The latest is a new qualitative study published in Addiction Science & Clinical Practice showing that Scene’s video DOT platform (as emocha Health) can help those suffering from Opioid Use Disorder avoid the challenges of continuing treatment by removing the timing requirements, travel burden, and stigma associated with in-person care.
We’re Focused on Health Equity
At our founding, we were very clear in our focus. Our mission is to help those that need the most help to succeed on medication regimens. It is no coincidence that every single peer-reviewed publication you will find involving Scene Health documents an attempt to improve the lives of people facing the most challenging conditions and circumstances.

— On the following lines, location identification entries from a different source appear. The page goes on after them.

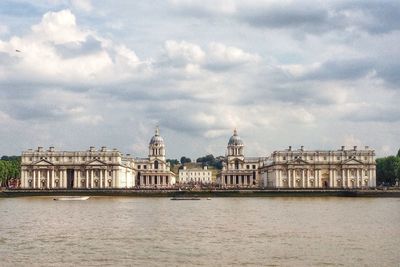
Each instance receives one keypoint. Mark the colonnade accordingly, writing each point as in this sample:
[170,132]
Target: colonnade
[152,180]
[324,178]
[50,178]
[237,180]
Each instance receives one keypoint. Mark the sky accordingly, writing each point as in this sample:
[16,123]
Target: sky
[318,74]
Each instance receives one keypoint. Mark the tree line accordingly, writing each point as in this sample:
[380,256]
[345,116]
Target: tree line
[207,160]
[10,168]
[388,170]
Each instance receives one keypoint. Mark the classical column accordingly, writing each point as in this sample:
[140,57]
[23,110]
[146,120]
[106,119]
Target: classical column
[343,181]
[48,179]
[101,179]
[52,178]
[39,177]
[91,178]
[334,178]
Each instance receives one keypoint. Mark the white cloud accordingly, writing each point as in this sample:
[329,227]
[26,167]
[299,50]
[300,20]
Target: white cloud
[84,5]
[184,51]
[101,62]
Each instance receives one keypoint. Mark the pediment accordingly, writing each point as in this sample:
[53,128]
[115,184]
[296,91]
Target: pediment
[352,162]
[233,160]
[43,162]
[96,162]
[298,161]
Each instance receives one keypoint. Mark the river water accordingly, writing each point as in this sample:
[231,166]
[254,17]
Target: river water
[118,231]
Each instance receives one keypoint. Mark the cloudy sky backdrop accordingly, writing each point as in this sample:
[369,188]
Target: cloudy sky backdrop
[317,73]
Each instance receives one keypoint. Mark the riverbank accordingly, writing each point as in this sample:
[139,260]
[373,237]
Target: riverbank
[204,193]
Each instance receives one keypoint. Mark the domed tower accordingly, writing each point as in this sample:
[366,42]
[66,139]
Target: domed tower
[235,146]
[157,147]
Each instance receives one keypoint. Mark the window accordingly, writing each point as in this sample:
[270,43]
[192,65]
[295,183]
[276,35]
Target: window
[156,165]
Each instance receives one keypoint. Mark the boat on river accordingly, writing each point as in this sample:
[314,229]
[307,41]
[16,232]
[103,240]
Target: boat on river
[73,198]
[185,198]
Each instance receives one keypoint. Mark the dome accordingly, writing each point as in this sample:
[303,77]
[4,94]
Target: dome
[157,139]
[235,140]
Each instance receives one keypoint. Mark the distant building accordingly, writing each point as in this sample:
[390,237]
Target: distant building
[93,168]
[154,171]
[238,170]
[195,175]
[344,168]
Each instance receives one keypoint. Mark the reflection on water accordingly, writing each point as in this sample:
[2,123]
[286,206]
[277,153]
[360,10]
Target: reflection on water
[224,231]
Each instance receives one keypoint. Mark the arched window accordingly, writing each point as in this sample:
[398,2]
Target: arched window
[156,165]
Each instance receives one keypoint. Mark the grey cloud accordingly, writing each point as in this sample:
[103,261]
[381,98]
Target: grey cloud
[341,70]
[372,113]
[70,50]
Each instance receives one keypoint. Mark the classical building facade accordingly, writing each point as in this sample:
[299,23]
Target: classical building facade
[154,171]
[195,175]
[51,169]
[343,168]
[238,170]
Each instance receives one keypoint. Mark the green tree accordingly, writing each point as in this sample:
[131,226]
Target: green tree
[388,170]
[185,160]
[173,162]
[10,167]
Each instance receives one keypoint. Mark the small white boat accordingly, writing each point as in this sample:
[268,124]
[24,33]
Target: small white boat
[71,198]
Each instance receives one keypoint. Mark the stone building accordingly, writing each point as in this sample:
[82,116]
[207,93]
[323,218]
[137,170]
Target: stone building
[154,171]
[52,169]
[238,170]
[195,175]
[343,168]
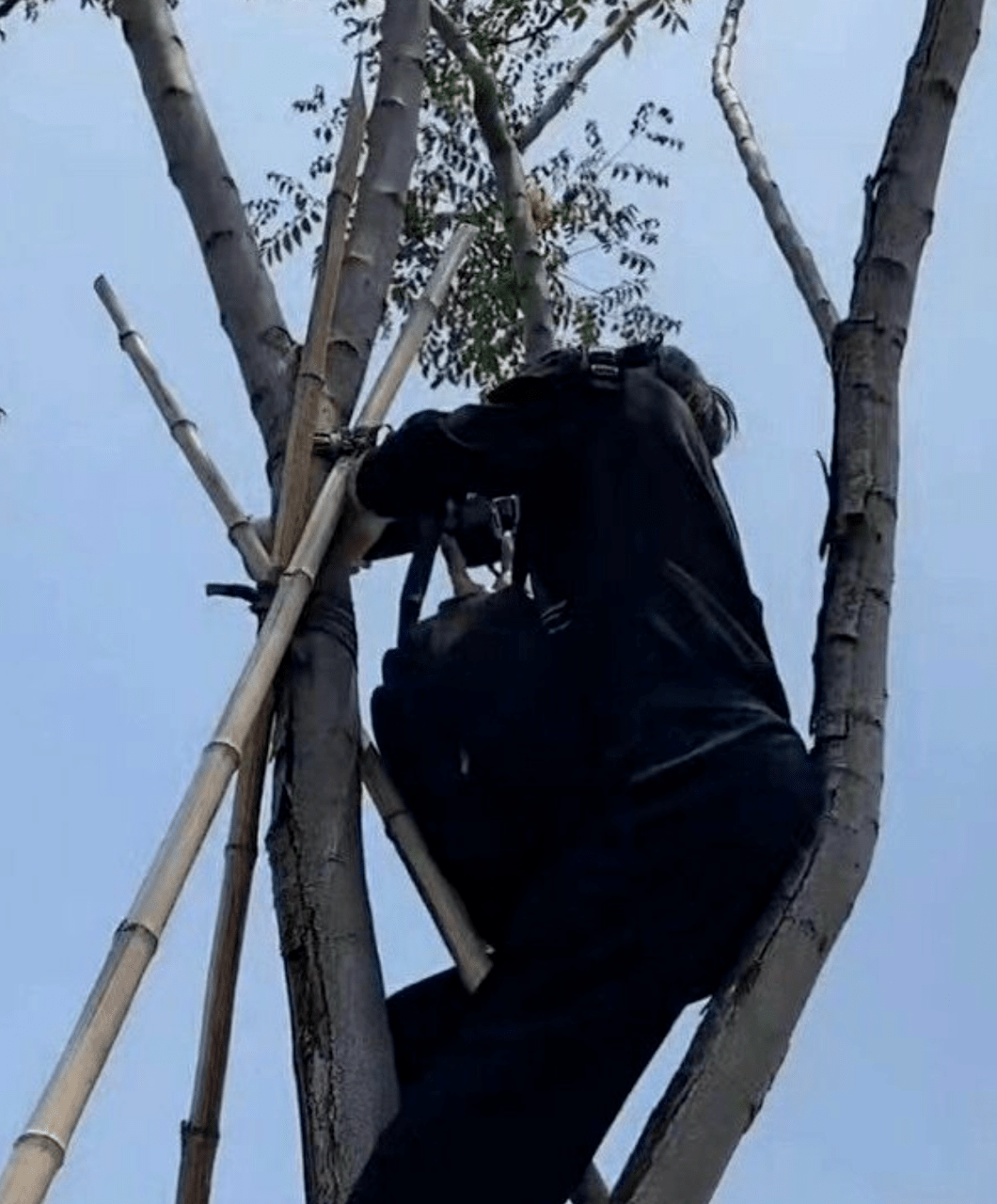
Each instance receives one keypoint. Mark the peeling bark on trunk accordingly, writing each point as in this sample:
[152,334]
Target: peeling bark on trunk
[342,1048]
[247,301]
[726,1074]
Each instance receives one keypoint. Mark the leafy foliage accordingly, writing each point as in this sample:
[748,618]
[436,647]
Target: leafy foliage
[598,249]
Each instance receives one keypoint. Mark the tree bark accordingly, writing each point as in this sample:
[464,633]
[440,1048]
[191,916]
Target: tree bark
[250,313]
[726,1074]
[342,1048]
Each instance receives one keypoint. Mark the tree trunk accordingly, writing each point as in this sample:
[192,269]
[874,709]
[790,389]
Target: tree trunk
[250,313]
[737,1053]
[342,1049]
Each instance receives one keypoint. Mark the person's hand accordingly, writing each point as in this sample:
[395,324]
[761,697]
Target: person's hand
[357,530]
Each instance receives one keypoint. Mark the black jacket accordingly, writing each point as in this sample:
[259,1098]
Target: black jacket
[625,521]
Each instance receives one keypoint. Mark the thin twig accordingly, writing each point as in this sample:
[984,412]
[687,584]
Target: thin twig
[562,94]
[200,1133]
[511,182]
[247,301]
[795,250]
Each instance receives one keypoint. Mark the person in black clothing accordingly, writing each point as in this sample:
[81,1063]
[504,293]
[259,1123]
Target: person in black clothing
[688,795]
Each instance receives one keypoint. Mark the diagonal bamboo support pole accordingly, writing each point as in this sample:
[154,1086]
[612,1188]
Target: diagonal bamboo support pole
[200,1132]
[511,182]
[40,1150]
[237,523]
[445,906]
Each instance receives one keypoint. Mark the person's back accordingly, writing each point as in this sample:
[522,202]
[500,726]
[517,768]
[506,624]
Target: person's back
[704,794]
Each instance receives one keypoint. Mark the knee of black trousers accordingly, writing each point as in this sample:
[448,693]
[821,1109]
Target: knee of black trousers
[422,1018]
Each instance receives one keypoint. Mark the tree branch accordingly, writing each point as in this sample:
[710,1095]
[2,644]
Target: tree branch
[377,227]
[795,250]
[744,1038]
[511,182]
[565,91]
[250,313]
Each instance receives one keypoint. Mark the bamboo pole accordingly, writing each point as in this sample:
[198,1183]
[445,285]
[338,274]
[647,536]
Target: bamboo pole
[443,903]
[200,1132]
[40,1150]
[237,523]
[445,906]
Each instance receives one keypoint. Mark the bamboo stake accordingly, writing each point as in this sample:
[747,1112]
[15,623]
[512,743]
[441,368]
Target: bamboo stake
[40,1150]
[295,480]
[443,903]
[237,523]
[445,906]
[200,1133]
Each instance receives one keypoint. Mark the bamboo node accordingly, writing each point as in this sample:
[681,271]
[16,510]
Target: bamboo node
[46,1138]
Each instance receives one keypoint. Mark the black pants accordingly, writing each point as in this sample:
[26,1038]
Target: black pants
[507,1093]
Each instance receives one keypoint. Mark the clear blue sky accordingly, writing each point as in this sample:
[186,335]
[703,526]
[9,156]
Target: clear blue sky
[115,666]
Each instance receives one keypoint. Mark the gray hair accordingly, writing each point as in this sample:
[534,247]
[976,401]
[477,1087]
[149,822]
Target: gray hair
[710,407]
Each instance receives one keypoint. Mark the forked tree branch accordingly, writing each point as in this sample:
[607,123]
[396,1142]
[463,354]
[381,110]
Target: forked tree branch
[250,313]
[795,250]
[511,183]
[342,1046]
[566,89]
[725,1076]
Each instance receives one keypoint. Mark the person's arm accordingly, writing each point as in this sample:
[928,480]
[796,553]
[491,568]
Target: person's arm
[435,456]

It’s been a constant in our work from our origins in Uganda to our efforts supporting public health departments and now our work with under-resourced Medicaid populations. When asked how Scene Health addresses health equity, the answer is that the company’s mission is to have the greatest possible impact on the lives of others, with an exclusive focus on those who need the most help first. It’s in our DNA.
We Have a Holistic Approach
Our differentiator is our combination of world-class, novel technology with a compassionate virtual care team of pharmacists, nurses, and health coaches, combined under an evidence-based model of care. Taken all together, our people, science, and technology represent a holistic approach to supporting medication adherence that we call Panorama.
Panorama is more than just DOT. Over the years, we’ve enhanced DOT, adding pharmacist interventions such as Comprehensive Medication Reviews (CMRs), small financial incentives, motivational interviewing techniques, and the power of human connection. For payers and providers, it’s a window into the home, and for patients, it’s personalized coaching and support.
Altogether, our approach improves true adherence (not just the refill rate), achieves better outcomes, and identifies and addresses social determinants of health at the root of medication challenges.
We’re Backed by Great Investors, and We Have a Clear Path Forward
Along with our clinical validation and real-world success, our recent wins are proof that what we’re doing is working. We have been fortunate to work with excellent investors who believe in the Scene Health vision and back us with capital and know-how. I’m excited to partner with ABS Capital for the next chapter of growth.
At Scene, we’re uncompromising in realizing our vision for a world where people have the support they need to successfully take every dose of their medication, and billions of dollars of preventable hospitalizations and countless deaths are history.
This funding will fuel our journey to getting there.